Ice T. (ne pas confondre avec Ice Cube)
Révélé dans New Jack City (1991) de Mario Van Peebles, considéré par certains comme le Scarface du hip-hop – en raison de son influence sur cette communauté musicale –, Ice-T y tenait d’emblée un rôle de flic lancé aux basques d’un parrain de la schnouff incarné par Wesley Snipes. Ce rôle colla à la peau du rappeur, qui est devenu par la suite un rond-de-cuir de la série télé New York unité spéciale, dont il est un des personnages (de policier) récurrents.
RZA
Leader du mythique Wu-Tang Clan, il a fait beaucoup de caméos au cinéma, mais pas de rôles importants. Exception néanmoins : le sketch hilarant de Coffee and cigarettes de Jim Jarmusch, qu’il joue avec son cousin GZA (autre membre du Wu-Tang) et l’acteur Bill Murray. Sans doute l’un des plus délirants (comme l’indique le sous titre de l’épisode, Delirium) épisodes de ce film loufoque.
Tupac Shakur
Carrière écourtée par son assassinat en 1996, qui a fait de lui le James Dean du rap, Tupac Shakur n’a pas eu le temps de tourner de film majeur, mais sa première apparition dans le polar Juice (avec d’autres rappeurs célèbres comme Dr. Dre et Queen Latifah), réalisé par Ernest R. Dickerson, un disciple de Spike Lee, fut néanmoins très remarquée. Il a ensuite effectué quelques caméos dans des œuvres comme Poetic justice (de John Singleton, réalisateur du mythique Boyz n the Hood). Cette année est sorti aux Etats-Unis son biopic intitulé All Eyez on me.
50 Cent
Curtis Jackson, alias 50 Cent, n’a pas eu la carrière cinématographique qu’il aurait voulu ou aurait dû avoir. Récemment on l’a aperçu dans un rôle d’ex-manager du héros boxeur de La Rage au ventre. C’est maigre. Mais la star du rap désirait ardemment devenir une superstar du cinéma, comme en témoigne le film Réussir ou mourir (2006), réalisé par le maestro irish du mélo social Jim Sheridan, dans le sillage du 8 Mile de Curtis Hanson avec Eminem. 50 cent tient également le rôle principal de cet “auto-biopic“ sur sa jeunesse difficile, avec la musique tirée de son propre album Get Rich or Die Tryin. Un ratage artistique, selon les rares qui l’ont vu…

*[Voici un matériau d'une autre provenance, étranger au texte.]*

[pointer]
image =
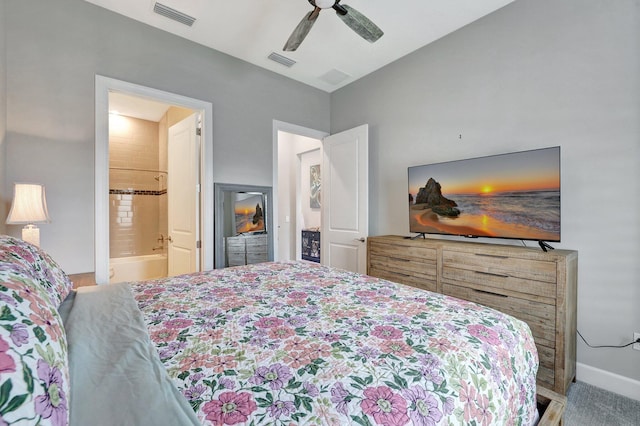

Ice Cube (ne pas confondre avec Ice-T)
Lancé par Boyz n the Hood (1991) de John Singleton, l’un des premiers grands films de la sphère gangsta-rap, où il jouait un rôle assez proche de ses origines défavorisées, Ice Cube est devenu un familier du cinéma hollywoodien, un professionnel de la profession. Récemment, il s’est payé le luxe d’une œuvre retraçant ses débuts au sein du groupe NWA dans le quartier du Sud de Los Angeles, intitulée NWA : Straight Outta Compton de F. Gary Gray, qu’il a co-produite, tout en confiant à son fils, très ressemblant, O’Shea Jackson, son propre rôle.
https://www.youtube.com/watch?v=FZSMhvAYFZ4
Will Smith
On ne présente plus Will Smith, qui a plus ou moins remplacé Eddie Murphy comme comique black n°1 dans les années 90, avant d’incarner également des rôles plus sérieux. Exemple : le grand boxeur Mohammed Ali dans le biopic que lui a consacré Michael Mann. Smith est une figure tellement établie du cinéma hollywoodien qu’on a tendance à oublier qu’il députa dans le rap sous le nom de The Fresh Prince, ce qui le mena tout droit à la télévision où il connut un succès mérité avec la sitcom Le Prince de Bel Air. S’ensuivit une carrière à succès avec des blockbusters comiques (Men in black) ou non (Independence day).